The name change to D&H Electronics came in 1966 when the business was purchased by Bernard Dougherty and Henry Henkel. Three ownership changes were to follow over the years.
David Wimmer had been working at D&H since 2002. When the opportunity to become the owner surfaced in 2017, he went for it.
“Just since I’ve been here, the business has changed 180 degrees,” Wimmer said. “I got started in the electronics business in 1981 and we were still selling a bunch of radio tubes. Transistors were fairly new.”
Wimmer started out with Scott Electronics in Lincoln at a time when the area still had lots of manufacturing, so electronic parts were in demand.

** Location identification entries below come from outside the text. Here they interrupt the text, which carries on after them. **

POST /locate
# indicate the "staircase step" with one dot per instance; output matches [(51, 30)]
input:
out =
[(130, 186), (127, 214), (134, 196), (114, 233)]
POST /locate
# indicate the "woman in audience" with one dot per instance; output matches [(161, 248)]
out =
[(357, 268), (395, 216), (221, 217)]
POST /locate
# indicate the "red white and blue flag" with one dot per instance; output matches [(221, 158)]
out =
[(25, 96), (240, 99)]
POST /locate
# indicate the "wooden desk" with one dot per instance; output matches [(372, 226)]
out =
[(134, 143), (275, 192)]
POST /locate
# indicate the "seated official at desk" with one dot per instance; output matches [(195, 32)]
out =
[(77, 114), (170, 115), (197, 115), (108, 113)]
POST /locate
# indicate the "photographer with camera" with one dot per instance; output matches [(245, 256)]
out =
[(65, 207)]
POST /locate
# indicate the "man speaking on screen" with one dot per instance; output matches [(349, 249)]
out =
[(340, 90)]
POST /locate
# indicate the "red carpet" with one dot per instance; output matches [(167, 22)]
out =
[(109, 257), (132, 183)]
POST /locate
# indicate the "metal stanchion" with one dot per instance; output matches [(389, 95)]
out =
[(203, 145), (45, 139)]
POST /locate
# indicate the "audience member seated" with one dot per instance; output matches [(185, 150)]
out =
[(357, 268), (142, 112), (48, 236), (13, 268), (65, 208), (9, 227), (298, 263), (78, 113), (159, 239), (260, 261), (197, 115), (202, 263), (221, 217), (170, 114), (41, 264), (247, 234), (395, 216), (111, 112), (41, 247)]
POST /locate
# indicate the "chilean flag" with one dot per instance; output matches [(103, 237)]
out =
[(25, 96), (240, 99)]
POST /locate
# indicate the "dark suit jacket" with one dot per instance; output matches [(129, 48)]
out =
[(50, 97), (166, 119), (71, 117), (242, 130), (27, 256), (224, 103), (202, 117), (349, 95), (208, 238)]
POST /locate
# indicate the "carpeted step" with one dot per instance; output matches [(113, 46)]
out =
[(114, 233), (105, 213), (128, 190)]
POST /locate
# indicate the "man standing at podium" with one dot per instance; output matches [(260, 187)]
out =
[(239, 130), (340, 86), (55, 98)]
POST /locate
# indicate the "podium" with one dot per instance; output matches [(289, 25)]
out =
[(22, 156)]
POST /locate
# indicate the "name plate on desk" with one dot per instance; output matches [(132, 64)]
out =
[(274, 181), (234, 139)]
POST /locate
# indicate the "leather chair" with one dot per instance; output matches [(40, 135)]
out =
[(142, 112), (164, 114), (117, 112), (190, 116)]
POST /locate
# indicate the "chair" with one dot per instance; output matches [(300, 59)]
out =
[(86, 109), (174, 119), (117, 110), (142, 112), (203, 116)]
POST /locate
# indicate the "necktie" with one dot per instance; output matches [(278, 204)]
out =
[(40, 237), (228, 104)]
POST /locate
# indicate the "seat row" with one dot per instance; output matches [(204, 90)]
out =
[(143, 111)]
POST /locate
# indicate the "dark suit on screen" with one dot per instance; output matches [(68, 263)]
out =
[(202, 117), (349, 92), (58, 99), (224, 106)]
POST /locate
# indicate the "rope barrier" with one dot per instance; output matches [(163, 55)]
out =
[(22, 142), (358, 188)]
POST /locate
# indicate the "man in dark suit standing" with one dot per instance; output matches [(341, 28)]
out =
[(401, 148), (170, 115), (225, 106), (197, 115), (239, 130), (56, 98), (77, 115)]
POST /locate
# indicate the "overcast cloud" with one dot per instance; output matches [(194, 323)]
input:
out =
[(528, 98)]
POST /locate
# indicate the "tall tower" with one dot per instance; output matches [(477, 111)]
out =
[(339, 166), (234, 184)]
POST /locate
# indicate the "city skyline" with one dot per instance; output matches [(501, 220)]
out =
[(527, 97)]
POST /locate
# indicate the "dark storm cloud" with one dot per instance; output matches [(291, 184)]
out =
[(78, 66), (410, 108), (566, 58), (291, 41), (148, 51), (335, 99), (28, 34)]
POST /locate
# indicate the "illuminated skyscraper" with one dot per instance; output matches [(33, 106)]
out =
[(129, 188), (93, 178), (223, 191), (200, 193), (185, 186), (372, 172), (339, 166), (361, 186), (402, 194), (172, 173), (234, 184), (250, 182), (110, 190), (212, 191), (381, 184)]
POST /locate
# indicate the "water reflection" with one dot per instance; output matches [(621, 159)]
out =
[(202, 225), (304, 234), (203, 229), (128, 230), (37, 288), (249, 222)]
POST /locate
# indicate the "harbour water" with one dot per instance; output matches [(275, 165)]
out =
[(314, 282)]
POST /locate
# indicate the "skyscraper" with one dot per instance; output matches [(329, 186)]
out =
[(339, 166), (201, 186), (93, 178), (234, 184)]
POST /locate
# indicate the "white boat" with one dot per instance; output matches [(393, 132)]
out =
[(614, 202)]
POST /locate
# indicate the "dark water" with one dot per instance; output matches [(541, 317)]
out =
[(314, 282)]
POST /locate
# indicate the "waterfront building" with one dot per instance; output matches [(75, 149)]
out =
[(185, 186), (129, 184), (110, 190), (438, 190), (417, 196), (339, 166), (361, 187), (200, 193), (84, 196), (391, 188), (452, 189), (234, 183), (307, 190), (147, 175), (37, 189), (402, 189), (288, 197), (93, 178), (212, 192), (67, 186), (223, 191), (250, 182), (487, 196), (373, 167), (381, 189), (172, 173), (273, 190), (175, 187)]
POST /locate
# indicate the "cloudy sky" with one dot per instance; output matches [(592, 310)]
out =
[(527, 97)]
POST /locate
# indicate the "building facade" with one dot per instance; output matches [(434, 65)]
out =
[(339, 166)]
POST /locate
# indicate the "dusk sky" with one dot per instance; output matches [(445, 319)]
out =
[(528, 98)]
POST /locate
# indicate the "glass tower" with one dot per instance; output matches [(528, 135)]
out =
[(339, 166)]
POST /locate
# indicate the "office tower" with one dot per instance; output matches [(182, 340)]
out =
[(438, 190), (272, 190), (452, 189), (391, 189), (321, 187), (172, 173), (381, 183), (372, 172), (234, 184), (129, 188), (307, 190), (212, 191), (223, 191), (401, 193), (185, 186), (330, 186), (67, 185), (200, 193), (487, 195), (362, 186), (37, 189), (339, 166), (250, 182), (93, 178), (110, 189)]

Heading west to the valley in 1992, Wimmer first purchased TNC Electronics in Gering.
“We knew how to sell stuff but had no idea about the business,” he said. “We lasted until about our first anniversary.”
Although he left the area for a while, Wimmer ended up back in the area working for D&H Electronics in 2002.
“The biggest change for this business is network products,” he said. “I hadn’t even heard the term when I started here. Now we’re connecting home and business computer systems to work together. That’s our main thrust today.”
The business also changed as miniaturization of electronic parts changed the clientele.
“We used to have a lot of hobbyists that would build their own equipment and there were electronic classes at the college,” Wimmer said. “Those folks have all pretty much disappeared.”
He added there’s no longer a need to build circuit boards as they’re all machine stamped and mass produced, usually in China. If a single part of a device goes bad, it’s usually easier and less expensive to replace the entire device.
Wimmer said that when he started working at D&H, an entire wall was devoted to vacuum receiver tubes of all shapes and sizes. They later expanded to include video cassette recorders and all the parts to keep them operating. Those items are now long gone.
“This year’s Consumer Electronics Show just got started in Las Vegas and some of the stuff they’re showing just blows me away,” he said. “I won’t even try to guess where all the trends are headed.”
For today, D&H still installs networking connections, along with selling lots of batteries and copper wire. They still carry many of the traditional electronic parts, although most of them, like individual resistors and capacitors, have faded away.
Wimmer said it was a fun time and a challenge to keep up with new developments in electronic parts. But he doesn’t see that end of the business ever coming back.
“Tragically, we’ve become a throwaway society and electronics are a part of it,” he said.